Bekker, A., H.D. Holland, P.-L. Wang, D. Rumble III, H.J. Stein, J.L. Hannah, L.L. Coetzee, and N.J. Beukes. 2004. Dating the rise of atmospheric oxygen. Nature 427: 117-120.

Canfield, D.E. 1998. A new model for Proterozoic ocean chemistry. Nature 396: 450-453.

Canfield, D.E. and R. Raiswell. 1999. The evolution of the sulfur cycle. American Journal of Science 299: 697-723.

Canfield, D.E. and A. Teske. 1996. Late Proterozoic rise in atmospheric oxygen concentration inferred from phylogenetic and sulphur-isotope studies. Nature 382: 127-132.

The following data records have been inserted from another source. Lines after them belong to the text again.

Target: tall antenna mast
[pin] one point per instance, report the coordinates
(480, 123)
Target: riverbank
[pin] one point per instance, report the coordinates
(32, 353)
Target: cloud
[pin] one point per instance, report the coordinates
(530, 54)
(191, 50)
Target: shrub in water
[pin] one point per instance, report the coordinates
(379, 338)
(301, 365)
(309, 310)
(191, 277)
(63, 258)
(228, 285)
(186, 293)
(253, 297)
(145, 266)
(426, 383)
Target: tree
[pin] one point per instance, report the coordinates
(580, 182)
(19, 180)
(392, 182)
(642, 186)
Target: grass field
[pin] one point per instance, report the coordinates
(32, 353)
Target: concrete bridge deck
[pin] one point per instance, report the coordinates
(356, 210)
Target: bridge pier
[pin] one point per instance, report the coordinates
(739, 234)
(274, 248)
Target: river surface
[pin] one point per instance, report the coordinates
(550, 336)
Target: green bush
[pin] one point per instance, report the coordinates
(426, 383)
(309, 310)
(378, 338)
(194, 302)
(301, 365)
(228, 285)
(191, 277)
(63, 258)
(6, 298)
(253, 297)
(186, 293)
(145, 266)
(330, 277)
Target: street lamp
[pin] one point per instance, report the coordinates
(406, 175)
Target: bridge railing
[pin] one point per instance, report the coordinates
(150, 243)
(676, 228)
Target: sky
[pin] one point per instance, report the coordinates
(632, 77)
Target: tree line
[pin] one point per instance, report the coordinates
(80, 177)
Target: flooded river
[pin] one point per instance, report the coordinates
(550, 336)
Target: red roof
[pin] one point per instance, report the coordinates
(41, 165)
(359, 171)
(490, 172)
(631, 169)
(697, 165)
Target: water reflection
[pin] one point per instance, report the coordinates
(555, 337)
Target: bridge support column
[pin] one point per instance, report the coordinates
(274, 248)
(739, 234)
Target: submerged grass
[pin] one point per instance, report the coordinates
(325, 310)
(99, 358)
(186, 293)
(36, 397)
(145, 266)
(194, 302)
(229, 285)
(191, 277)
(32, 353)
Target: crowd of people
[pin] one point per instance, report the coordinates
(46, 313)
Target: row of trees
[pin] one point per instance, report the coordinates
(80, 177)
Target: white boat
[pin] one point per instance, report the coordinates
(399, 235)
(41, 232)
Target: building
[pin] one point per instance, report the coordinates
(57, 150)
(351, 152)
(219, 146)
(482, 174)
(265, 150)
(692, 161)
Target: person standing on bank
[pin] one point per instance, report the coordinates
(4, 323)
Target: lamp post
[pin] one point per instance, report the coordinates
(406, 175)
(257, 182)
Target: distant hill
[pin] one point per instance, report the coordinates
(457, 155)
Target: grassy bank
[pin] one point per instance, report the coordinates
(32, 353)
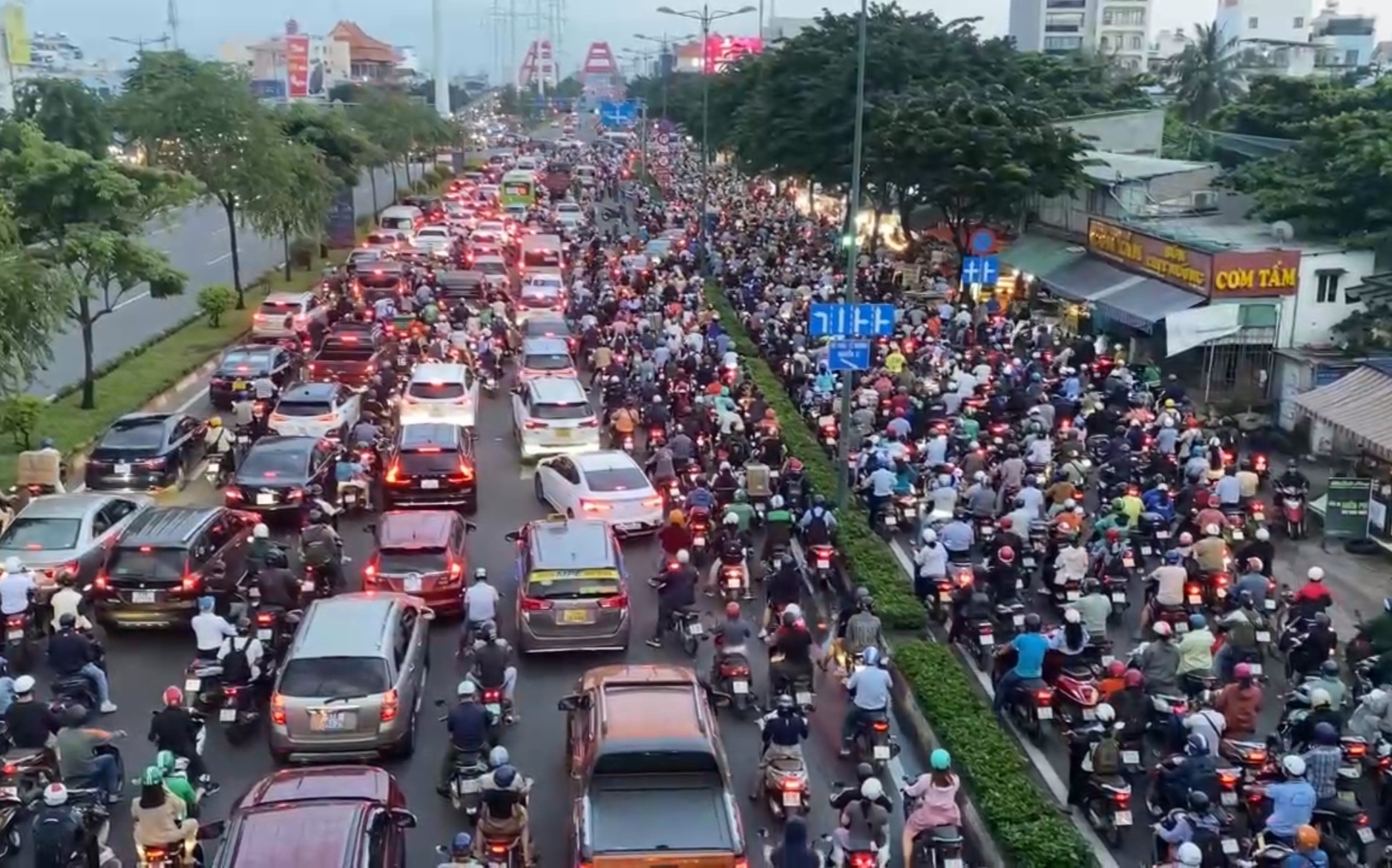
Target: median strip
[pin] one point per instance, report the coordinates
(1025, 823)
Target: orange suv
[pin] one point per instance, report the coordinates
(651, 785)
(326, 817)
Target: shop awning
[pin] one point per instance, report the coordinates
(1358, 404)
(1140, 302)
(1040, 255)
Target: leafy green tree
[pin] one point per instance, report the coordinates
(1336, 184)
(66, 111)
(1204, 76)
(84, 220)
(200, 117)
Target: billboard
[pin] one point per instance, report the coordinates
(724, 50)
(297, 66)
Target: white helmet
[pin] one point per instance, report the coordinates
(55, 795)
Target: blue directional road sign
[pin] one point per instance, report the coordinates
(848, 355)
(851, 320)
(983, 270)
(618, 113)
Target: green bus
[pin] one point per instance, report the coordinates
(518, 188)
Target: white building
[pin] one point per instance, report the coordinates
(1112, 28)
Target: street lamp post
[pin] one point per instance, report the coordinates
(853, 243)
(705, 16)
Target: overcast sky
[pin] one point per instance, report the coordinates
(205, 24)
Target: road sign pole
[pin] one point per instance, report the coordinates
(853, 256)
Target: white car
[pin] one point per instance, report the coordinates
(605, 486)
(553, 416)
(316, 410)
(440, 391)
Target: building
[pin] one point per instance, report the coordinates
(1112, 28)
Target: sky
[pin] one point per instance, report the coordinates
(205, 24)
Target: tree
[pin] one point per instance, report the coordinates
(84, 222)
(1336, 184)
(1204, 76)
(66, 111)
(200, 117)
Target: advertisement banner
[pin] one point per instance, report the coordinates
(297, 66)
(724, 50)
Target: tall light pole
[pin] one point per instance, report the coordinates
(853, 240)
(706, 17)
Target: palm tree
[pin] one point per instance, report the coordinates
(1204, 76)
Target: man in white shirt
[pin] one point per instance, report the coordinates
(17, 588)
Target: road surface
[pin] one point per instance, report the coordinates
(197, 241)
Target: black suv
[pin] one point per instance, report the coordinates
(430, 465)
(159, 567)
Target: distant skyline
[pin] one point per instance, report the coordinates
(205, 27)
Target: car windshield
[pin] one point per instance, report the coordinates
(41, 533)
(335, 677)
(134, 435)
(617, 479)
(145, 562)
(403, 561)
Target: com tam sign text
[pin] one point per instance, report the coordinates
(1230, 274)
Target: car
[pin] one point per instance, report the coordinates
(354, 679)
(421, 553)
(160, 564)
(68, 532)
(284, 315)
(656, 756)
(316, 410)
(545, 358)
(276, 472)
(572, 590)
(340, 815)
(553, 416)
(243, 365)
(605, 486)
(430, 464)
(440, 391)
(146, 453)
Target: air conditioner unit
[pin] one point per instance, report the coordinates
(1203, 200)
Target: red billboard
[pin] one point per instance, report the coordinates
(297, 66)
(724, 50)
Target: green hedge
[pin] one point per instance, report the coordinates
(1025, 825)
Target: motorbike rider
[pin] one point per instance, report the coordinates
(468, 728)
(783, 732)
(71, 654)
(174, 728)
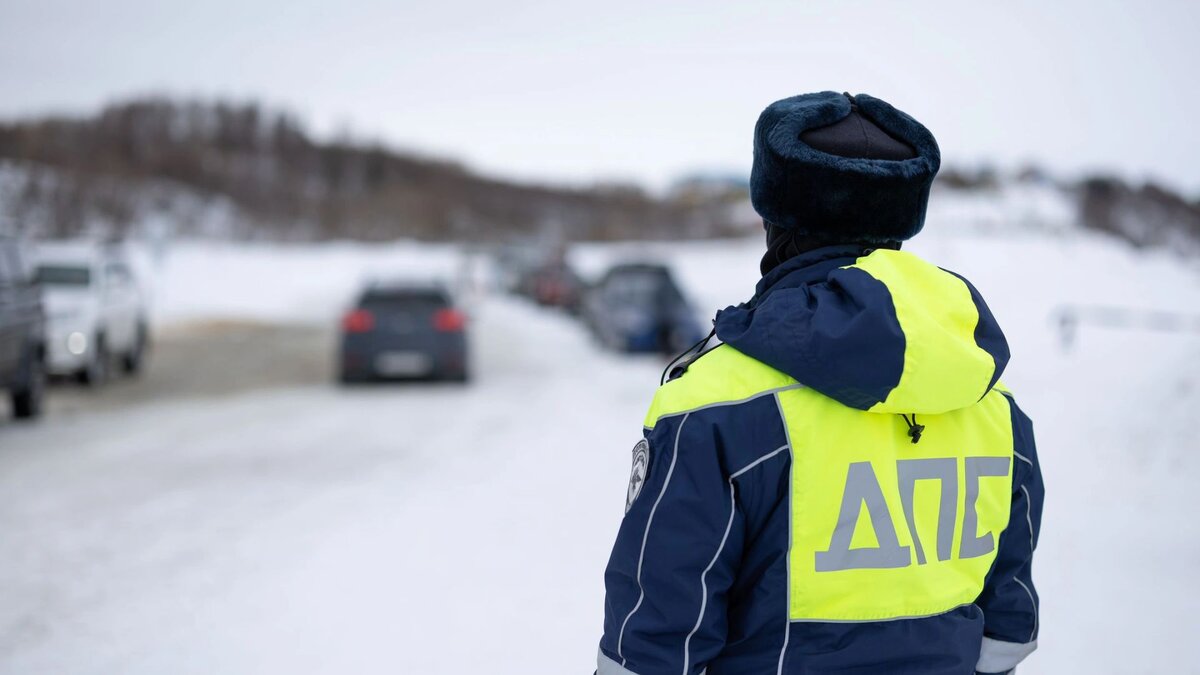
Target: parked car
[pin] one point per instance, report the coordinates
(96, 311)
(403, 330)
(22, 332)
(555, 285)
(639, 308)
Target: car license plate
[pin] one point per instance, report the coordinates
(403, 363)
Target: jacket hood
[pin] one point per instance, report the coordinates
(877, 330)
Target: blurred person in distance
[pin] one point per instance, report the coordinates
(844, 485)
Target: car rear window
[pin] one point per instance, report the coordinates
(64, 275)
(405, 299)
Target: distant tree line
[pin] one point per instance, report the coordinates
(286, 184)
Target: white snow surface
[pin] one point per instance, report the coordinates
(444, 530)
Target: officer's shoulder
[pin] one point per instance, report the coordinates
(723, 375)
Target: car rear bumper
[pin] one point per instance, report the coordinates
(365, 358)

Holland, H.D. 2002. Volcanic gases, black smokers, and the great oxidation event. Geochimica et Cosmochimica Acta 66: 3811-3826.

Karhu, J.A. and H.D. Holland. 1996. Carbon isotopes and the rise of atmospheric oxygen. Geology 24: 867-870.

Knoll, A.H. 1992. Biological and biogeochemical preludes to the Ediacaran radiation. pp. 53-84. In J.H. Lipps and P.W. Signor (eds.), Origin and Early Evolution of the Metazoa. Plenum Press, New York.

Knoll, A.H. 2003. The geological consequences of evolution. Geobiology 1: 3-14.

Repeta, D.J., D.J. Simpson, B.B. Jørgensen, and H.W. Jannasch. 1989. Evidence for anoxygenic photosynthesis from the distribution of bacteriochlorophylls in the Black Sea, Nature, pp. 69-72.

Widdel, F., S. Schnell, S. Heising, A. Ehrenreich, B. Assmus, and B. Schink. 1993. Ferrous iron oxidation by anoxygenic phototrophic bacteria. Nature 362: 834-835.